Today, I’m over at Arabah Joy’s blog doing the Grace & Truth link up. Join us HERE!
It seems in the last several years, celebrating Mother’s Day has become somewhat of a touchy issue. In fact, my default for Mother’s Day has become to feel somewhat guilty and try not to look too happy, because some people might find that offensive or painful.
Please don’t get me wrong. I do feel compassion for the woman sitting in a church service bleeding on the inside while all the moms stand up to get their flower or bookmark or little book. I get that that is hard and painful to see others celebrating what you don’t have and desperately want or what you have lost.
I do feel compassion for the woman who sits in the pew and has lost her mom through death or misunderstanding or mental illness. I get that that is hard and painful to see others enjoying a relationship and a connection you wish desperately you had or that you have lost.
I have friends who have walked this road, who have lost a child or couldn’t have a child or who lost their mother or no longer speak to their mother. In fact, there is a woman at my church who lost both her mother and her son this year. My heart goes out to her and I regularly pray for her and others for whom Mother’s Day is painful and difficult.
But I’m not sure how guilting or shaming women who do celebrating being a mom takes away the pain for the women for whom, for whatever reason, Mother’s Day is difficult.
Instead of drawing together and supporting each other in whatever stage we happen to be in, Mother’s Day has become just another way that women end up hurting each other. Somehow, instead of encouraging each other, we end up fighting about whose experience is most valid and worthy of support. The truth is the young mom with 3 kids under 4 years old deserves a day to be celebrated just as much as the woman who has lost a child due to miscarriage deserves empathy and compassion.
It really doesn’t have to be either/or.
Romans 12:15 addresses both of the groups that face Mother’s Day – the one with joy and the one with dread – when it says, “Rejoice with those who rejoice and weep with those who weep.”
The word rejoice is the Greek word chairo and means to rejoice exceedingly, to be glad. This verse is specifically talking to believers. In fact, there is a whole list of ways believers are to treat each other in this chapter, but one thing we can do is to be glad for someone even if they have something that we want but don’t have. This isn’t always an easy thing to do, especially if your heart yearns for what that person has and is celebrating.

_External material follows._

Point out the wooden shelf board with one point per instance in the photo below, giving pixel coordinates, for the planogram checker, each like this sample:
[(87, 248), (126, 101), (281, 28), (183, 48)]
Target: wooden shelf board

Recently, my Facebook feed was full of pictures for Siblings Day (not sure who came up with that one), and I’ll be honest. It was hard to look at all the pictures posted of siblings, smiling and laughing or being goofy together. It was hard because my brother is no longer here. Their happiness reminded me of my own loss in a poignant and painful way, but that didn’t mean I wanted everyone else to NOT celebrate their siblings or to stop posting pictures. That sibling relationship is special and worth celebrating. I was happy for them, even though my smile came through tears.
At the same time, the word weep is the Greek word klaio which means to mourn, to lament or to bewail. When our sister in Christ hurts, we aren’t supposed to just pat her on the back and move on. We are to enter her grief with her, to cry with her. That’s called empathy and it is something that often doesn’t come naturally to us. We tend to be selfish creatures and it’s easy to just focus on our own lives and families or to allow busyness to make us careless about other’s feelings. But this isn’t a suggestion. It is written in the form of a command in this passage of Scripture. No matter how hard or how difficult, entering into another person’s pain is a meaningful way to love that person and to lift them up.
So, as Mother’s Day approaches, I’d like to suggest a plan. How about if those who struggle with the day determine they will rejoice with those who rejoice, that they will smile for their sister in Christ even if that smile comes through tears, and that they will give themselves the gift of doing what they need to do to get through the day without guilt or defensiveness.
And how about if those who enjoy the day take the time to look around and acknowledge the pain and difficulty of this day for those who do struggle. Maybe send them a card or offer a hug or just listen. Give them the grace to bow out of services or celebrations if it is just too painful. Take a moment to encourage them to take care of their own emotional well-being.
Let’s determine that instead of judgment or taking offense or becoming defensive, we will grant each other some grace on this Mother’s Day – grace to celebrate and grace to bow out; grace to feel joyful and grace to feel sad. In other words, let’s love each other because love smooths over all those pesky human frailties.
How about you? Is Mother’s Day hard, easy or some combination of both? I’d love to hear about it!